Les articles sont classés par régions. La lecture démarre dans le nord arriéré où les hommes politiques corrompus font régner la terreur. Les élections législatives de 1993 ont ainsi permi à 150 repris de justice aux casiers judiciaires chargés d’être élus dans l’Uttar Pradesh. On passe ensuite au Rajasthan agité par la guerre des castes.
Bombay et Bangalore apparaissent comme des vitrines de l’Inde moderne. Cependant dans cette dernière ville, en 1997, le nouveau Kentucky Fried Chicken a été mis à sac par des paysans membres de l’Association des agriculteurs du Karnataka en guerre contre l’invasion des compagnies étrangères et qui vantaient les vertus des « bons masalas dosas ». William Dalrymple est un peu ironique par rapport à cette action : il n’y a qu’en Inde qu’on peut voir cela. « Le Kentucky Fried Chicken n’est sans doute pas une cuisine de gourmet, mais il faut une sensibilité culturelle exacerbée pour voir, dans le fast-food, une insulte à l’honneur national. »
Pourtant cette histoire m’a fait penser au démontage du Mc Do de Millau en 1999 mené par José Bové pour protester contre le capitalisme apatride et la malbouffe. A Bangalore William Dalrymple nous montre aussi que ce genre d’action flirte avec le nationalisme et la xénophobie.
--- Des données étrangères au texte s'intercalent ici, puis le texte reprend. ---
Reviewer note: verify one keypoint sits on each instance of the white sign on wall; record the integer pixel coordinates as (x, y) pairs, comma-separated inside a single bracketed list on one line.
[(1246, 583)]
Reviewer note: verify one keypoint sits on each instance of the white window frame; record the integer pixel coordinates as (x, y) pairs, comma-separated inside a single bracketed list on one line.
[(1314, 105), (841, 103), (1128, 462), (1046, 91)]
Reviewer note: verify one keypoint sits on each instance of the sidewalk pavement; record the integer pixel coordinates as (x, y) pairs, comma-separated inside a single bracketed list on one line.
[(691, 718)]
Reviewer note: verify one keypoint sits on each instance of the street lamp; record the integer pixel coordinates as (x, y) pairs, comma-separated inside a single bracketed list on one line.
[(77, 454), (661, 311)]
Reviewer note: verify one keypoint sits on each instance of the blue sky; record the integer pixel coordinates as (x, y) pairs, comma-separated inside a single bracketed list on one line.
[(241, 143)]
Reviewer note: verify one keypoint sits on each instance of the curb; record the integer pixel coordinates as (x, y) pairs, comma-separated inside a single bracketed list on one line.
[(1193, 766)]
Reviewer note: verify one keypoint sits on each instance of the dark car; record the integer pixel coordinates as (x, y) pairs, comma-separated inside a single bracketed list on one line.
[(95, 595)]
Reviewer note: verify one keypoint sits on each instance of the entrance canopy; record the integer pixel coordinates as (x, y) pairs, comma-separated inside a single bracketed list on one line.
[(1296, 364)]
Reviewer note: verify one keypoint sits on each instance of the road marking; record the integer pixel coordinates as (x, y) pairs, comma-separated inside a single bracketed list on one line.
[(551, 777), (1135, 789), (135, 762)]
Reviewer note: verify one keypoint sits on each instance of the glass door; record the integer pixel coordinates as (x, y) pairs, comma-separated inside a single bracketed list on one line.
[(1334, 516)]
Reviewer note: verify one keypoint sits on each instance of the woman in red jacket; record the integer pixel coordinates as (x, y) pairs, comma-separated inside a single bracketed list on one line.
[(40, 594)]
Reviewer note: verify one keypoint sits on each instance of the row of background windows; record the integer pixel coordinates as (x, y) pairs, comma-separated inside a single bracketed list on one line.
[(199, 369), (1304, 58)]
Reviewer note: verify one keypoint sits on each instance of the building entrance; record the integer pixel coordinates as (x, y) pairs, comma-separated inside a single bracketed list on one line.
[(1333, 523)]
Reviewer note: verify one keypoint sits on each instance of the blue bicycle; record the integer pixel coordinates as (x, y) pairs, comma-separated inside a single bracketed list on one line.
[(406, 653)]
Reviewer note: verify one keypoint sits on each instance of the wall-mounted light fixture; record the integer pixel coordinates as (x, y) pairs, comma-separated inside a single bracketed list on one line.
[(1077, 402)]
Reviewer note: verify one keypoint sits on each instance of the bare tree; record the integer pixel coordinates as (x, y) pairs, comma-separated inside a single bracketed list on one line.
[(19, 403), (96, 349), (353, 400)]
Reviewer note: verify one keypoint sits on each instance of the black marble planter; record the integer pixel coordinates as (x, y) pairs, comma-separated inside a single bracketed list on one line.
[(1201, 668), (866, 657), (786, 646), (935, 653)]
La lecture de Sur le sentier du tigre m’a fait découvrir la situation dramatique du Sri Lanka frappé par une guerre civile meurtrière. Je n’ai pas l’impression d’avoir jamais rien vu sur ce pays dans la presse française et je vais y faire plus attention à l’avenir.
Enfin l’auteur nous emmène au Pakistan, pays qui apparaît comme sauvage et où de grandes portions de territoire sont sous l’autorité de chefs tribaux.
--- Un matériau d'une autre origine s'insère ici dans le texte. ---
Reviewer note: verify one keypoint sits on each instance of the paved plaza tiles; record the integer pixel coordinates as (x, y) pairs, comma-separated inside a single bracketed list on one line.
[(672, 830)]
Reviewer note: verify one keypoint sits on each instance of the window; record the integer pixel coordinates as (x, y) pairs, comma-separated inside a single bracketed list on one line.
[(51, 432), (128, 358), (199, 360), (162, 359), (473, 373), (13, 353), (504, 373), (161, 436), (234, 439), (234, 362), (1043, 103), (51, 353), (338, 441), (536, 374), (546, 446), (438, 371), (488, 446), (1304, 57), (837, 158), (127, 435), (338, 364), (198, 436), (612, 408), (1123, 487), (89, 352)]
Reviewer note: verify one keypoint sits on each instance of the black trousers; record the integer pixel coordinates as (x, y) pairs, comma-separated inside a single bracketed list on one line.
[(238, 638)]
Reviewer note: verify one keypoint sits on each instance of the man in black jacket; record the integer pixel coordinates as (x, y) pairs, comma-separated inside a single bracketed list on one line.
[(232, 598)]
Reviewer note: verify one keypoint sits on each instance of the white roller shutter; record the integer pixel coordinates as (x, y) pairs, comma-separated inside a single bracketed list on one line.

Au total il y a des choses intéressantes même si c’est inégal. Le format des articles donne des chapitres assez courts donc faciles à lire mais parfois aussi j’aurais aimé que le sujet soit plus creusé. Il faut signaler aussi que le livre a déjà dix ans et qu’il porte sur un pays où certaines choses bougent vite à l’heure actuelle (mais pas tout, ce que montre l’auteur).
William Dalrymple a rencontré plusieurs personnes âgées qui avaient connu l’Inde britannique dans laquelle ils appartenaient à la classe supérieure, aristocratie ou administration et qui disent à quel point c’était mieux avant. Je ne suis pas sure que ces gens soient représentatifs de l’ensemble de la population.
Enfin, William Dalrymple a un talent pour donner de belles descriptions de paysages. En le lisant j’ai eu alors l’impression d’y être ou l’envie d’y aller, malgré tout.